Subway is the biggest fast food chain in the world with 24,223 U.S. restaurants — a large proportion of them run by immigrants. Until 2015, the company was on an expansion path led by co-founder Fred DeLuca. During that time, franchisees claim the company’s development agents used aggressive tactics to strong arm owners into opening new restaurants within blocks of other restaurants or face competition from other franchisees. However, the chain faced a PR nightmare in 2015 when its longtime spokesperson Jared Fogle came under investigation for child pornography. (He was eventually convicted.) DeLuca died that fall of leukemia, and Subway installed new leadership who began systematically looking for ways to reduce its store count.

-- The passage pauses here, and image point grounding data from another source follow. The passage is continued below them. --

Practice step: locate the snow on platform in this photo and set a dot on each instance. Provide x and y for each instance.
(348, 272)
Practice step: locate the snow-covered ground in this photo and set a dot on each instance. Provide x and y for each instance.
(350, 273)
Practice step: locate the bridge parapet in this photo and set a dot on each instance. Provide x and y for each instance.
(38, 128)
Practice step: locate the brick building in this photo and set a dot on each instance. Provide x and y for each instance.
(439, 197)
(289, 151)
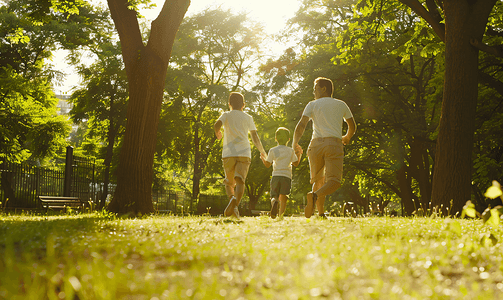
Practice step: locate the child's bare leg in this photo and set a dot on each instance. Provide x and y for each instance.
(229, 190)
(282, 204)
(240, 189)
(322, 190)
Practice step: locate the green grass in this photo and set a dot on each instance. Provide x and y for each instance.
(95, 256)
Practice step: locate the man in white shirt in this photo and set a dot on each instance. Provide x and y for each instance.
(236, 152)
(326, 149)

Since 2016, the company has closed thousands of stores.
Despite claims by Subway that the focus was on eliminating underperforming stores, multiple franchisees tell the Times that they lost ownership of profitable restaurants. Franchisees describe situations in which they were repeatedly cited by Subway franchise inspectors for minor violations such as handprints on windows and cucumbers sliced too thick. In one case, a franchisee alleges an inspector purposefully punctured a meatball storage bag with a thermometer to get a false temperature reading. The owners claim that the Subway system incentivizes these practices by giving regional development agent positions to other Subway franchisees — a conflict of interest because the agents are then responsible for policing the behavior of competitors.

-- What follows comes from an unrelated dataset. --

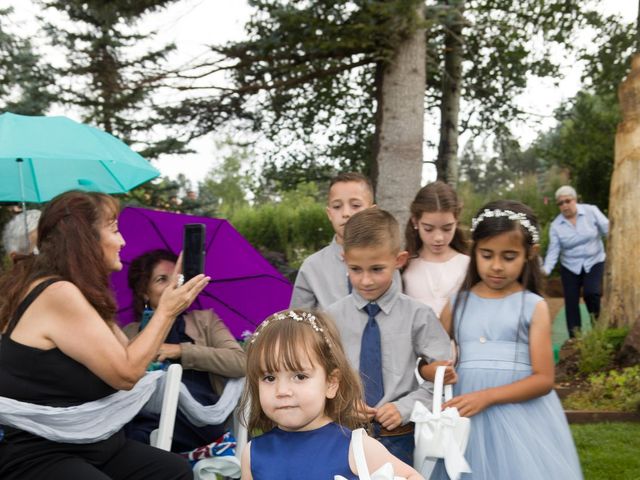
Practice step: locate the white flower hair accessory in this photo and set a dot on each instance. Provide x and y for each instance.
(301, 317)
(511, 215)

Several former inspectors, known as field consultants, corroborated the allegations. One former inspector Rebecca Husler worked for a development agent named Chirayu Patel, who oversaw parts of California and Nevada. Husler described her role as a “hit man,” alleging that she was encouraged by Patel to find violations at particular stores while ignoring violations at his own stores. In several cases, when the restaurants weren’t closed through Subway’s formal franchise arbitration system, development agents such as Patel took over the restaurants. Patel and Subway deny the allegations.

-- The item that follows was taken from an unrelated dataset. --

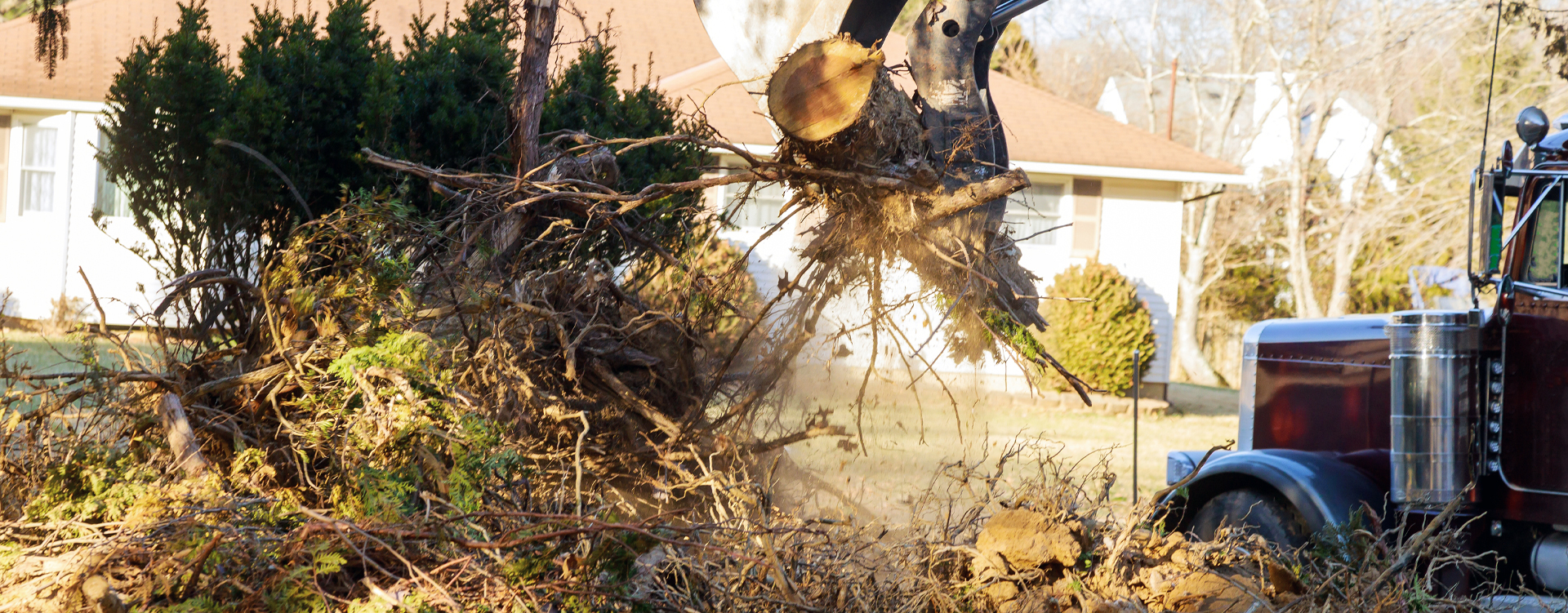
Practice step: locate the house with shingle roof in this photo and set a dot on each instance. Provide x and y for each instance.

The system has led to increased litigation between franchisees and Subway, though few store owners have been successful in proving their claims. Meanwhile, the privately owned company’s lack of transparency and limited Federal Trade Commission regulations make it difficult for prospective franchisees to adequately evaluate their investment in Subway franchises.
Perhaps Subway would improve their image and reputation by focusing less on Linklater-esque short films about the beauty of their sandwiches and more on their broken internal system.